En recommandant d’« offrir un projet de naissance moins médicalisé », la Cour des comptes laisse la porte ouverte à des alternatives au modèle classique. Tous en sont convaincus. Marie-Josée Keller y voit un espoir de développement des projets de chacune des futures mamans, dans les maisons de naissance et les unités physiologiques notamment. 5 % des parturientes seraient concernées. L’Ordre réitère, par ailleurs, son appel à organiser des états généraux de la naissance, auxquels seraient associés les professionnels concernés et les usagers, afin d’envisager une refonte ambitieuse de notre modèle périnatal. « Les femmes ont bien souvent suivi les courants de pensée imposés par le corps médical, regrette Paul Cesbron, comme l’épisiotomie et la position allongée, notamment. Or, elles ont le choix. Elles savent ce qui est le mieux pour elles et leur enfant. Il faut qu’elles le fassent entendre. »

1- À lire sur http://bit.ly/19cmeYA

2- CH de Die (Drôme), Saint-Palais (Pyrénées-Atlantiques), Saint-Girons (Ariège), Lourdes (Hautes-Pyrénées), Bourg-Saint-Maurice (Savoie), Privas (Ardèche), Porto-Vecchio (Corse du Sud), Saint-Affrique (Aveyron), polyclinique de Ganges (Hérault), Ussel (Corrèze), Carhaix-Plouguer (Finistère), Apt (Vaucluse) et Decazeville (Aveyron).

Bretagne

Carhaix, l’irréductible

En juin 2008, la maternité de Carhaix (Finistère) a été fermée pendant trois semaines, au motif d’un nombre insuffisant d’accouchements.

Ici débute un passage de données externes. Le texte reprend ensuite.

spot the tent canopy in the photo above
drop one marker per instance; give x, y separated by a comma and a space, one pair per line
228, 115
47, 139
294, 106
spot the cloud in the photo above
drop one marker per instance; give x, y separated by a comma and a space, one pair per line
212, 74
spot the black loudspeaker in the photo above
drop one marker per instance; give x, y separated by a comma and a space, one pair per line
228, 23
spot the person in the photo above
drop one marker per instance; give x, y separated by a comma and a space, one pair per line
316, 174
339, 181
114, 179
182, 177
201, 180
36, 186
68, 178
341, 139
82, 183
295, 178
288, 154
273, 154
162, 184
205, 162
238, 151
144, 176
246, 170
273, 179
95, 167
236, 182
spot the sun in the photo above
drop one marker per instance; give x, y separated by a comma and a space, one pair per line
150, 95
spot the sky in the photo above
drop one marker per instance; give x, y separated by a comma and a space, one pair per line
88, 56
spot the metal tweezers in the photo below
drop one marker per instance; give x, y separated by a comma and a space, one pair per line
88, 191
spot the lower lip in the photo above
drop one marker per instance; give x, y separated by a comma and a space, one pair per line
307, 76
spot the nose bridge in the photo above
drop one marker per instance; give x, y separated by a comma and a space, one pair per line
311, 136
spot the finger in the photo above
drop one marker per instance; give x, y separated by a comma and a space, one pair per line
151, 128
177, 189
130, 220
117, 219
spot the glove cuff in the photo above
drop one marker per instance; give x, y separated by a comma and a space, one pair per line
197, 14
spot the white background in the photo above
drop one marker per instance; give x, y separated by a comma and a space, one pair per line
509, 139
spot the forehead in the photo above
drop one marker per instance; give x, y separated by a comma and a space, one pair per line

Quand je n’allais pas au boulot, j’allais manifester », commente l’une des sages-femmes de l’époque. Lorsque la fermeture est annoncée en mars 2008, population et élus locaux se mobilisent spontanément. Des manifestations quotidiennes ont lieu dans la région : Morlaix, Rennes, Quimper, mais aussi à Paris. Les affrontements et lacrymogènes de certains défilés convainquent une vingtaine de Carhaisiennes enceintes de créer le Collectif des femmes enceintes. « C’était d’abord symbolique, mais nous étions bien déterminées à accoucher à Carhaix et nous tenions à le faire savoir », se souvient Nadine Geffroy, l’une des futures mamans de l’époque. Elles décident d’attaquer en référé (procédure d’urgence) l’arrêté de fermeture devant le tribunal administratif de Rennes. La maternité la plus proche, Morlaix, est à trois quarts d’heure. Brest et Quimper sont à une heure de trajet. Elles déposent plainte contre X pour mise en danger d’autrui. Même si la ministre de la Santé, Roselyne Bachelot, promet alors un héliport. Le tribunal juge finalement que la décision de l’Agence régionale d’hospitalisation (ARH) « porte une atteinte grave et immédiate aux intérêts de la Santé publique et à la sécurité des patients ». La maternité rouvre. Un combat victorieux repris au cinéma dans Bowling, une comédie sortie en 2012. Pendant les trois semaines de fermeture de l’établissement, trois enfants ont néanmoins vu le jour à Carhaix. Ils sont faits citoyens d’honneur de la ville. Depuis, la situation s’est pérennisée grâce à un rattachement au CHU de Brest, en 2009. Les deux structures travaillent en réseau. L’équipe de Carhaix a développé son action sociale et accompagne les parturientes pendant leur grossesse, en lien avec la protection maternelle infantile du conseil général du Finistère. En 2014, 276 naissances ont eu lieu, soit 50 de plus qu’en 2012.